Mr. Big / „Defying Gravity“ (Frontiers Music / Soulfood): In den Zeiten der großen Stadionrockbands waren auch Mr. Big eine superheiße Nummer (Megahit: „To Be With You“). Etliche Acts haben zwar überlebt, sind aber längst nicht mehr so angesagt wie in den 1980er-Jahren. Musikalisch liefern Eric Martin (leadvocals), Paul Gilbert (guitar, vocals), Billy Sheehan (bass, vocals) und Pat Torpey (drums, vocals) zwar immer noch Topleistungen ab, allein das Songwriting hat nicht mehr so ganz die Durchschlagskraft früherer Tage. Dennoch: Wem die Mucke früher gefallen hat, der wird auch mit dem aktuellen Werk zufrieden sein.

 

Cúig / „New Landscapes“ (Magnetic Music): Irland überrascht immer wieder mit blutjungen Talenten, die voll und ganz auf traditionelle Irish Folk Music setzen. „Cúig“ heißt auf Gälisch „fünf“ und ist somit für ein Quintett ein recht nahe liegender Name. Erstaunlich, dass die Jungs schon seit ihrem fünften Lebensjahr zusammenspielen – und das ist kaum mehr als zehn Jahre her. Dennoch ziehen jetzt schon zahlreiche bedeutende Musiker des Genres vor den Youngstern ihren Hut und betrachten sie als ebenbürtige Mitglieder ihrer Community. Und bei Livekonzerten sollen die Teenager begeisterte Zuhörer und tobende Säle hinterlassen. Zu überprüfen wäre dies beispielsweise am 11. November im Pavillon in Hannover, wo einmal mehr das traditonsreiche „Irish Folk Festival“ Station macht. Cúig sind ebenso am Start wie The Fusion Fighters, Socks In The Frying Pan und Emma Langford.

 

Sarah Lesch / Da draußen (Kick The Flame / Broken Silence/Finetunes): Sirene oder Chansonette? Ihre erste Platte nahm die Songpoetin noch in der „schmutzigen Küche“ auf und betitelte sie auch so.
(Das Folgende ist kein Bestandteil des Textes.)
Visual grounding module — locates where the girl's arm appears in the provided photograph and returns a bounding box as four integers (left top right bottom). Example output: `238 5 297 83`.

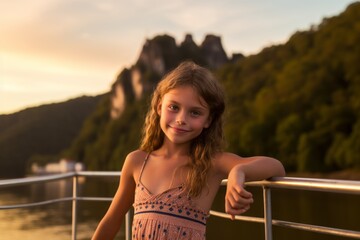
92 154 136 240
216 153 285 218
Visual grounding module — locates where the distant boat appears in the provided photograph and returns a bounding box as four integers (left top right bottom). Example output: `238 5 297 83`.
31 158 85 174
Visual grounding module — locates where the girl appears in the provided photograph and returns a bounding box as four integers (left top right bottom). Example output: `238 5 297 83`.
93 62 285 240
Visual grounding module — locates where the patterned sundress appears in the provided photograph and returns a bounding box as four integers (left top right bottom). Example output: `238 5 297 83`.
132 157 208 240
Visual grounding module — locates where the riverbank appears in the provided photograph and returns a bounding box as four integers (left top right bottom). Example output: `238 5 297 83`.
286 169 360 181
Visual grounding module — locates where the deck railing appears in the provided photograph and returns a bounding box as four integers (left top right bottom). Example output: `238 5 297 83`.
0 171 360 240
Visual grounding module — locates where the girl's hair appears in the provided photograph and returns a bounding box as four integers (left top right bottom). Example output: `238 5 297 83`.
140 61 225 197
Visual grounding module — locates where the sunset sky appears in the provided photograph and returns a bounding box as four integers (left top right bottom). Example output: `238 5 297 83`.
0 0 354 114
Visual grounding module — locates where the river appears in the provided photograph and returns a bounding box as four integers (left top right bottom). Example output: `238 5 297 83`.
0 175 360 240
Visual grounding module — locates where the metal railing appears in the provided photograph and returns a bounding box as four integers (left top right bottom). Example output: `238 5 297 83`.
0 171 360 240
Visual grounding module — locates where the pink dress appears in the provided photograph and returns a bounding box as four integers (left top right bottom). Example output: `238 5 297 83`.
132 155 208 240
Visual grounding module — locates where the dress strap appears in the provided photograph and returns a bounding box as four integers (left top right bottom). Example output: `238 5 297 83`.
139 153 150 182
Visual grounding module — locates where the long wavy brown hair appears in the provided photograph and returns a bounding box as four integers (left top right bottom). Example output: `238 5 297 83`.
140 61 225 197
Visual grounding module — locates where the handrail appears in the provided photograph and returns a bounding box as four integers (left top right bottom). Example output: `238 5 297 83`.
0 171 360 240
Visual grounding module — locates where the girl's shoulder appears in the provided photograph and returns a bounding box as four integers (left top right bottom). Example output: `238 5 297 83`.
126 149 149 164
124 149 148 170
213 152 243 174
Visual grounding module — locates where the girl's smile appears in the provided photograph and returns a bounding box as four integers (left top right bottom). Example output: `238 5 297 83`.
158 86 210 143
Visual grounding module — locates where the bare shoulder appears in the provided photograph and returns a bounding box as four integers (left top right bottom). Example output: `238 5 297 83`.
213 152 244 177
124 149 148 168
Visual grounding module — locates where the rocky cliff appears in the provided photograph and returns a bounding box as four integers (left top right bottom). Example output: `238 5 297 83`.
111 34 230 118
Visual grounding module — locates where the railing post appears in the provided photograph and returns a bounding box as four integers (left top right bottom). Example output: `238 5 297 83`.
263 186 272 240
125 210 131 240
71 173 78 240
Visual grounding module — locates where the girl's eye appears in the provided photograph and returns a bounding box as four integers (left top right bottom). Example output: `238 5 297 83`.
168 105 179 111
191 111 201 117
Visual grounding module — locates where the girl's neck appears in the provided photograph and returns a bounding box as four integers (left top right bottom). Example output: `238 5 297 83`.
157 140 190 158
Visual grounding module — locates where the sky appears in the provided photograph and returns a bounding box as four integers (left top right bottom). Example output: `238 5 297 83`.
0 0 355 114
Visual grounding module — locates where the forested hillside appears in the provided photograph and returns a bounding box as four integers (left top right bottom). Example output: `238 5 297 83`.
219 3 360 171
64 2 360 171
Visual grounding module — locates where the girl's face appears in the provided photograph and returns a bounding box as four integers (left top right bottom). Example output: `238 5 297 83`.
158 86 211 144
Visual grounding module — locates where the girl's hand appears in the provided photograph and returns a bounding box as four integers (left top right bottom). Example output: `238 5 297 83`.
225 166 254 220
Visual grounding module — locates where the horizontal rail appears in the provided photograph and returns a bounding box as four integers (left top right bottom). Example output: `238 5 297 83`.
221 177 360 194
0 171 360 239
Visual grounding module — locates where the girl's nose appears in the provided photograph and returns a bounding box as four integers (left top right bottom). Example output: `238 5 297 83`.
176 120 185 125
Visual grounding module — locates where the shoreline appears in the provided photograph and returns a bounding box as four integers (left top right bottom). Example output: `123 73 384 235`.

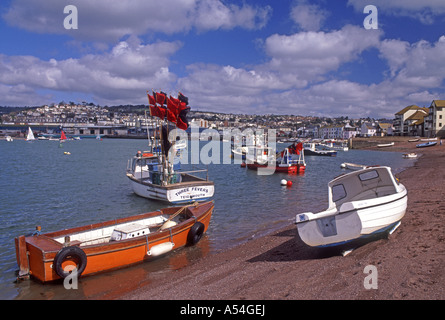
118 141 445 300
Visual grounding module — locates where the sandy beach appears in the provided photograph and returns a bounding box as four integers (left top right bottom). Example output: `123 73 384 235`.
121 139 445 300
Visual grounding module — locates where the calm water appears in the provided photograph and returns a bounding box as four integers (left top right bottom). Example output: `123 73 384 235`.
0 139 412 299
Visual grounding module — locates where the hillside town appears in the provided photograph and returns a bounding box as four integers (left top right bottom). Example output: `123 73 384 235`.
0 100 445 139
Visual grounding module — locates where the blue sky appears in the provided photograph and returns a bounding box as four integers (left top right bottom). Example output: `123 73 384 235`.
0 0 445 118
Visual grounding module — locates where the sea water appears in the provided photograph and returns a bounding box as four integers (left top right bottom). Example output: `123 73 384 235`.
0 139 412 299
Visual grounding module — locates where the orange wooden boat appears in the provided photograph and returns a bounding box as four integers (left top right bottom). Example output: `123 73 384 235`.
15 201 214 282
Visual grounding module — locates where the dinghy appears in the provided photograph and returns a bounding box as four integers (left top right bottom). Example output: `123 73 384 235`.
296 166 408 247
15 201 214 282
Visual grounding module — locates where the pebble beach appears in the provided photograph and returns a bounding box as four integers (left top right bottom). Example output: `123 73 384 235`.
119 139 445 300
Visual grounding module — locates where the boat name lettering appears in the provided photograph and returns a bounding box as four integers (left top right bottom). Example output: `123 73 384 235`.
175 187 209 199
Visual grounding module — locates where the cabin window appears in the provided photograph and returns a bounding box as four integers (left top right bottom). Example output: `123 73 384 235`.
358 170 379 181
332 184 346 202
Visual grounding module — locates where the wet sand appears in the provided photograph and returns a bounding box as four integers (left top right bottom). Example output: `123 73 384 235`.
120 139 445 300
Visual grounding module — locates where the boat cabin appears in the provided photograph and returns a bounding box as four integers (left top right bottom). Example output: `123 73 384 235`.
328 167 399 209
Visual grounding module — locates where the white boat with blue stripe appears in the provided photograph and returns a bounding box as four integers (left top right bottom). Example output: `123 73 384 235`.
296 166 408 247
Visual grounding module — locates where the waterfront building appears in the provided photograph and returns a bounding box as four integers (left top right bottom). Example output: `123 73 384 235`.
424 100 445 138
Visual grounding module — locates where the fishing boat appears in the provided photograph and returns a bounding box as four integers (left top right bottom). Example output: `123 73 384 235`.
127 151 215 204
15 201 214 283
296 166 408 247
416 141 437 148
26 127 36 141
377 142 394 148
303 142 337 157
232 146 249 160
402 152 417 159
246 143 306 174
126 94 215 204
340 162 368 170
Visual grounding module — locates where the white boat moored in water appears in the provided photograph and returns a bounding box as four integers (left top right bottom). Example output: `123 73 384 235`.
296 166 408 247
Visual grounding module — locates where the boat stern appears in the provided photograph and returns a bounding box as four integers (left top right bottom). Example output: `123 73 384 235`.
295 212 362 247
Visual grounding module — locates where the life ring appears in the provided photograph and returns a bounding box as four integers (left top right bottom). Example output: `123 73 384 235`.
53 246 87 278
187 222 205 246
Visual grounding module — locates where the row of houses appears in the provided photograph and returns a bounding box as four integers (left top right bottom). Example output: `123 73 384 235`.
317 122 393 140
393 100 445 138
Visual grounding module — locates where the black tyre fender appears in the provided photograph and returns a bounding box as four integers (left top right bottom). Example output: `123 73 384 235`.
53 246 87 278
187 222 205 246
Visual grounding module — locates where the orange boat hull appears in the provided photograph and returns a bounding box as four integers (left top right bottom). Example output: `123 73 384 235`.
16 202 214 282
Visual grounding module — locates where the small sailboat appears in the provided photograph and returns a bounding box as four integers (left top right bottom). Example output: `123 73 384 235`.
26 127 36 141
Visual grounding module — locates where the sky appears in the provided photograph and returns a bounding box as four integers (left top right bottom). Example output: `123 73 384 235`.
0 0 445 119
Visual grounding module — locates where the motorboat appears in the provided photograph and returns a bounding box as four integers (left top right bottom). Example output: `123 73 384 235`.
295 166 408 247
126 91 215 204
340 162 368 170
402 152 417 159
246 143 306 174
377 142 394 148
303 142 337 157
416 141 437 148
15 201 214 283
126 149 215 204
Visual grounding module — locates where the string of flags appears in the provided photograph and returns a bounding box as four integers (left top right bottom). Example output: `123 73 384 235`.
147 91 190 130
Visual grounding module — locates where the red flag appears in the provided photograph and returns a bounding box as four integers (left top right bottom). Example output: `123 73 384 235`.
153 92 167 106
178 92 189 106
147 93 156 106
167 96 181 123
176 107 190 130
149 106 167 120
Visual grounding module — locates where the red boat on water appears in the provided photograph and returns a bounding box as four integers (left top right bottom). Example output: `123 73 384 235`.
15 201 214 282
246 142 306 174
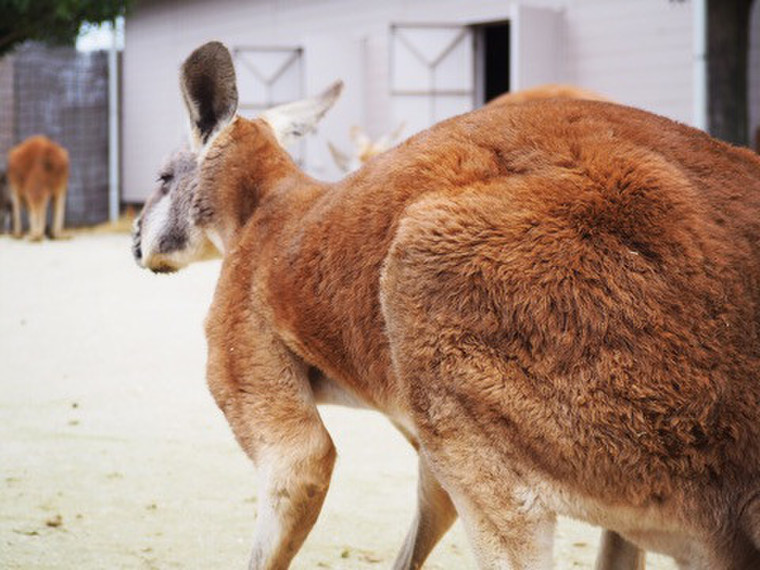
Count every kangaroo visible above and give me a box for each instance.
[8,135,69,241]
[487,83,612,105]
[327,123,406,173]
[0,170,12,234]
[134,42,760,570]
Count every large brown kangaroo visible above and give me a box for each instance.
[134,42,760,570]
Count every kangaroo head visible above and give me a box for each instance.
[134,42,342,271]
[132,146,218,273]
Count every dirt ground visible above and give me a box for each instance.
[0,234,675,570]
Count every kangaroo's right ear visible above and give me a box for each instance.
[180,42,238,150]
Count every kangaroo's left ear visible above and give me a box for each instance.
[261,81,343,146]
[180,42,238,150]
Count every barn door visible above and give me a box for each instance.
[391,24,474,134]
[233,47,305,164]
[509,4,563,91]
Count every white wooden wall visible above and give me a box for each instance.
[123,0,708,201]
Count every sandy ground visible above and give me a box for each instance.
[0,234,675,570]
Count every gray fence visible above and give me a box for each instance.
[0,45,108,226]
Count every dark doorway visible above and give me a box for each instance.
[476,22,509,104]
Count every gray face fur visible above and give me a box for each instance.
[132,146,218,273]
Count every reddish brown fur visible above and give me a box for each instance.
[194,101,760,568]
[8,135,69,240]
[136,42,760,570]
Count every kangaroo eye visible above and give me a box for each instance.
[156,172,174,195]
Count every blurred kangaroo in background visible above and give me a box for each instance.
[0,170,12,234]
[8,135,69,241]
[133,42,760,570]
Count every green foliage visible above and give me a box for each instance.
[0,0,131,55]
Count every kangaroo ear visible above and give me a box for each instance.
[261,81,343,146]
[327,141,351,172]
[180,42,238,150]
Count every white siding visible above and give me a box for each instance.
[565,0,693,123]
[124,0,693,201]
[748,2,760,153]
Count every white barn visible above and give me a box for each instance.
[122,0,760,202]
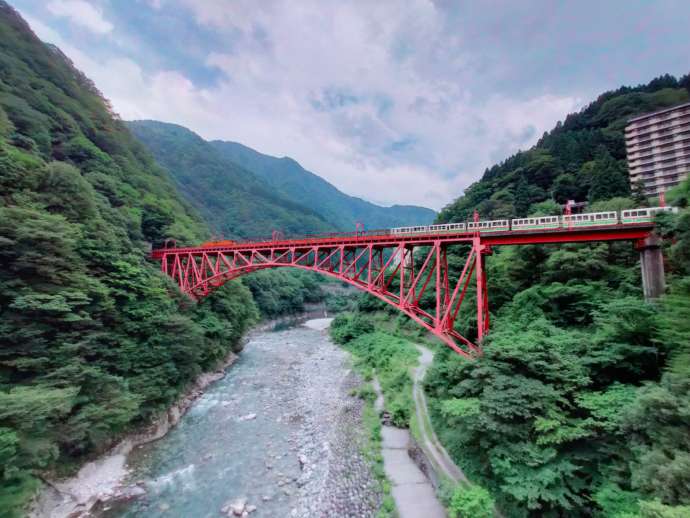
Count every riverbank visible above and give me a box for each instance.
[27,351,238,518]
[372,345,446,518]
[103,320,382,518]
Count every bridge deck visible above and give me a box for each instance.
[151,223,654,259]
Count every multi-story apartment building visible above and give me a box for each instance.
[625,103,690,196]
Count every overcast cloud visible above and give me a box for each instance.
[14,0,690,209]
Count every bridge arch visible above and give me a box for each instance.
[151,223,654,357]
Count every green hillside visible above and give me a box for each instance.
[438,75,690,222]
[126,121,337,237]
[0,1,257,516]
[426,76,690,518]
[211,140,436,231]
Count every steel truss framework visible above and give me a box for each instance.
[152,225,652,357]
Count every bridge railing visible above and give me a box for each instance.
[156,228,391,250]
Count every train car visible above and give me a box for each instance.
[391,225,429,235]
[621,207,678,224]
[467,219,510,232]
[201,239,237,248]
[563,211,618,228]
[429,223,465,233]
[510,216,561,230]
[390,223,465,235]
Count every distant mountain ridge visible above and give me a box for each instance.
[210,140,436,233]
[126,121,336,238]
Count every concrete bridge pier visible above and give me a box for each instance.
[636,234,666,300]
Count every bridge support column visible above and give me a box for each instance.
[636,234,666,300]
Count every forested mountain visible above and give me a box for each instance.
[211,140,435,230]
[438,75,690,222]
[331,76,690,518]
[126,121,337,237]
[426,75,690,518]
[0,1,257,516]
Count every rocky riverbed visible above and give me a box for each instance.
[99,321,381,517]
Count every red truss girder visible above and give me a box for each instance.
[161,237,489,357]
[151,224,653,357]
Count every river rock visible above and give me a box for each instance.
[220,498,247,516]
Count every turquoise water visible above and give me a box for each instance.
[104,327,334,518]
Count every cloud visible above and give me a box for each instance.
[47,0,113,34]
[17,0,686,208]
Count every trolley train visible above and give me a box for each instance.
[390,207,678,239]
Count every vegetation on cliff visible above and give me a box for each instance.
[426,76,690,518]
[0,2,257,516]
[334,76,690,518]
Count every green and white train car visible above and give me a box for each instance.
[510,216,561,230]
[621,207,678,224]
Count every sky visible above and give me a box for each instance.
[10,0,690,210]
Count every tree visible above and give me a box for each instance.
[588,147,630,202]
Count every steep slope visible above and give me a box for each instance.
[211,140,435,230]
[126,121,336,237]
[425,76,690,518]
[438,75,690,222]
[0,1,256,517]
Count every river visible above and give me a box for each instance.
[103,321,381,518]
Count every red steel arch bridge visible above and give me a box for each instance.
[151,223,664,357]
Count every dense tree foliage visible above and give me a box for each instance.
[211,140,436,231]
[127,121,333,237]
[438,75,690,222]
[0,2,257,516]
[342,76,690,518]
[426,72,690,518]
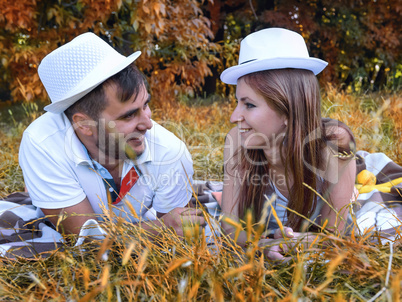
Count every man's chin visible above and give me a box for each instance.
[125,141,145,160]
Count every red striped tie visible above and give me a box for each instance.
[113,167,139,204]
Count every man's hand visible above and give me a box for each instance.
[258,228,317,260]
[161,207,206,236]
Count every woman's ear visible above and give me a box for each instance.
[72,112,97,136]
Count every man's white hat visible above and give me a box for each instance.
[221,28,328,85]
[38,32,141,113]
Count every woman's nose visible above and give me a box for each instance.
[230,106,243,124]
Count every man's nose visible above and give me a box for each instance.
[137,107,152,130]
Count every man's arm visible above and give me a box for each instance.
[41,198,96,234]
[157,204,206,236]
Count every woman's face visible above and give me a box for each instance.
[230,78,287,149]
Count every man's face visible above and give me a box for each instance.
[96,84,152,159]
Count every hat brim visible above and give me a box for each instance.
[221,58,328,85]
[44,51,141,113]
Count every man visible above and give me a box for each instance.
[19,33,205,234]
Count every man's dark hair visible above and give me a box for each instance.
[64,64,149,123]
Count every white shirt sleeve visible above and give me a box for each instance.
[19,133,86,209]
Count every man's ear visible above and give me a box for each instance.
[72,112,97,136]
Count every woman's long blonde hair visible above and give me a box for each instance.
[234,69,354,229]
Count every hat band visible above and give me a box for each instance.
[240,59,257,65]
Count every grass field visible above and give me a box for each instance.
[0,87,402,301]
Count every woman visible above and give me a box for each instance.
[221,28,356,259]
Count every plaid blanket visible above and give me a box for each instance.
[0,192,106,258]
[0,151,402,258]
[348,151,402,242]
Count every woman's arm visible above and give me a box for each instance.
[320,127,356,233]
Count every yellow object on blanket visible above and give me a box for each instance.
[356,170,377,186]
[355,177,402,194]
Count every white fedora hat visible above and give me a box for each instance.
[221,28,328,85]
[38,32,141,113]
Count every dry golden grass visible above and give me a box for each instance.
[0,88,402,301]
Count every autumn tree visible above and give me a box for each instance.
[0,0,220,103]
[204,0,402,90]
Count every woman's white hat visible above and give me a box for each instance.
[221,28,328,85]
[38,32,141,113]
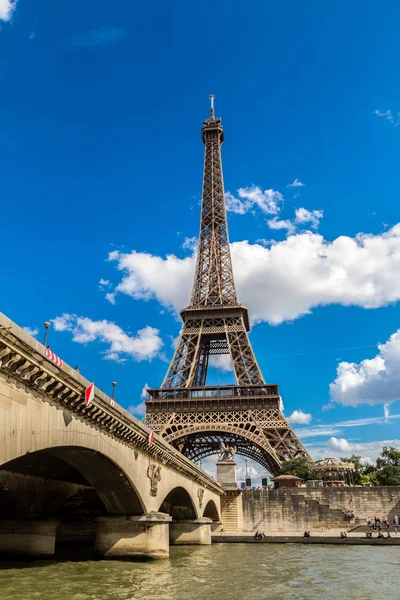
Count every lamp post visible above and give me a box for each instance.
[43,321,51,346]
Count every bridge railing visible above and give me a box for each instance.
[0,313,222,493]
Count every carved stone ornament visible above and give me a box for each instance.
[147,463,162,497]
[197,488,204,508]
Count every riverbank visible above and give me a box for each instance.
[211,533,400,546]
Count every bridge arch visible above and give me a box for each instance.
[159,486,199,521]
[203,500,220,521]
[0,446,145,516]
[165,423,284,475]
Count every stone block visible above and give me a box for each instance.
[95,513,172,559]
[169,517,212,546]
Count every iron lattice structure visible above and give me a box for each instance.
[145,96,311,473]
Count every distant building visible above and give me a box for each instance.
[310,458,355,487]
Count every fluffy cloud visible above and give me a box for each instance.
[286,177,305,187]
[225,185,283,215]
[22,327,39,337]
[295,208,324,229]
[307,437,400,463]
[330,329,400,408]
[52,314,163,362]
[267,208,324,235]
[296,414,400,440]
[287,410,311,425]
[0,0,17,21]
[267,217,296,235]
[374,110,400,127]
[109,224,400,325]
[328,437,353,452]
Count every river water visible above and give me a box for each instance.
[0,544,400,600]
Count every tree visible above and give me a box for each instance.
[376,446,400,468]
[279,456,310,479]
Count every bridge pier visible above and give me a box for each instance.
[95,512,172,559]
[169,517,212,546]
[0,520,59,556]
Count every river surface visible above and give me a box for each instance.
[0,544,400,600]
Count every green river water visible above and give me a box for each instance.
[0,544,400,600]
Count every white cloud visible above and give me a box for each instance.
[225,185,283,215]
[263,208,324,236]
[256,238,278,248]
[52,314,163,362]
[22,327,39,337]
[295,208,324,229]
[322,402,336,411]
[105,292,115,305]
[105,224,400,325]
[267,217,296,235]
[307,438,400,463]
[374,110,400,127]
[328,437,353,452]
[286,177,305,187]
[287,410,311,425]
[296,414,400,439]
[330,329,400,408]
[0,0,17,21]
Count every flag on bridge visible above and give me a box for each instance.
[46,348,63,369]
[144,425,154,446]
[85,383,94,406]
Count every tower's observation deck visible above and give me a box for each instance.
[145,96,308,472]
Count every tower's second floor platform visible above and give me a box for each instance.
[146,384,279,414]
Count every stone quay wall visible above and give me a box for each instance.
[236,486,400,533]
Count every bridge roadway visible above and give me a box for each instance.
[0,313,223,558]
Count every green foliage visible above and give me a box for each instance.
[376,446,400,468]
[279,456,310,479]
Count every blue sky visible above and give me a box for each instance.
[0,0,400,478]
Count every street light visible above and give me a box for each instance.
[43,321,51,346]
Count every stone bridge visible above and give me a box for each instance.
[0,313,222,558]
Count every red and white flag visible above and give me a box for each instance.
[85,383,94,406]
[46,348,63,369]
[144,425,154,446]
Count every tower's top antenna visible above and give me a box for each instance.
[210,94,215,119]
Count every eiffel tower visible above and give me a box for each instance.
[144,96,311,474]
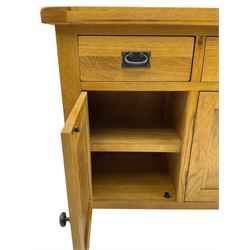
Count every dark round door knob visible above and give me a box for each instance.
[59,212,70,227]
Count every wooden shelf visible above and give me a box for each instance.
[92,153,176,202]
[91,119,181,152]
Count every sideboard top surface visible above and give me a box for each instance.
[41,7,219,26]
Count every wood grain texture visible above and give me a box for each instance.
[93,199,219,209]
[186,92,219,201]
[167,91,198,202]
[74,23,219,36]
[80,81,219,91]
[41,7,219,26]
[191,35,206,82]
[79,36,194,82]
[92,153,175,203]
[56,26,80,121]
[61,93,93,250]
[91,127,181,152]
[202,37,219,82]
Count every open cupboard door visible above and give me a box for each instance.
[61,92,92,250]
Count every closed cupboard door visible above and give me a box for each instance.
[61,92,92,250]
[186,92,219,201]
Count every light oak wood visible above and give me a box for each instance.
[56,26,80,121]
[88,91,170,119]
[61,92,93,250]
[186,92,219,201]
[202,37,219,82]
[93,199,219,209]
[80,81,219,91]
[92,153,176,203]
[41,7,219,26]
[79,36,194,82]
[74,23,219,36]
[191,35,206,81]
[41,7,219,250]
[91,127,181,152]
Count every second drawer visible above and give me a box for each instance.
[78,36,194,81]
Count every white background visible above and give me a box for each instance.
[0,0,250,250]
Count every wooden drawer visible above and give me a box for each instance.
[79,36,194,81]
[202,37,219,82]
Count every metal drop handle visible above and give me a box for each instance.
[124,52,148,65]
[122,51,151,68]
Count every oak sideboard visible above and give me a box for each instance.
[41,7,219,250]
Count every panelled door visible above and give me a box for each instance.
[186,92,219,201]
[61,92,92,250]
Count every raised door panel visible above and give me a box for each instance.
[61,92,93,250]
[186,92,219,201]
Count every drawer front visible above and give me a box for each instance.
[202,37,219,82]
[79,36,194,81]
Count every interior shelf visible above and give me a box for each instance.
[91,121,181,152]
[92,153,176,202]
[88,91,187,153]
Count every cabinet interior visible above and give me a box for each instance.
[88,92,188,201]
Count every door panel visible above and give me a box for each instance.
[61,92,92,250]
[186,92,219,201]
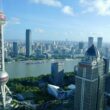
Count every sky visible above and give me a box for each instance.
[0,0,110,42]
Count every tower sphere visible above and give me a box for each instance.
[0,11,6,25]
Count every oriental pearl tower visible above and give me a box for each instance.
[0,11,12,108]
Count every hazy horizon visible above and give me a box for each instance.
[3,0,110,42]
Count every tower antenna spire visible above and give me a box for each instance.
[0,0,3,11]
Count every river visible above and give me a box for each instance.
[6,59,80,79]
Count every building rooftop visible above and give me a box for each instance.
[85,45,100,57]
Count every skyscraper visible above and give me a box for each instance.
[88,37,94,48]
[51,62,64,85]
[26,29,31,57]
[0,12,12,110]
[79,42,84,49]
[97,37,103,49]
[74,45,105,110]
[13,42,18,57]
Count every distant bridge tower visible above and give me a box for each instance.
[0,11,12,108]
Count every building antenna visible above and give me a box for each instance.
[0,0,3,11]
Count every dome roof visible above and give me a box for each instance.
[85,45,100,57]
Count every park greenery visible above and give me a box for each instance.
[8,72,74,105]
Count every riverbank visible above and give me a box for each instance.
[8,72,74,110]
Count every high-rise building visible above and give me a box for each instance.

Ihr aktuelles Werk ist nun der Blick aus dem Fenster – auf eine Welt, die verrückt spielt. Leschs Texte sind poetisch und romantisch, gleichwohl aber auch scharfsinnig und rebellisch. Musikalisch mischt sie scheinbar mühelos Nuancen von Chanson, Jazz, Blues, Polka, Reggae und amerikanischem 60er-Folk. Dabei kommen Kontrabass, Schlagzeug, Percussion, Piano, Hammond, Harp, Trompete, Akkordeon und vieles mehr zum Einsatz. Zweifellos nicht jdermanns Sache, aber interessant.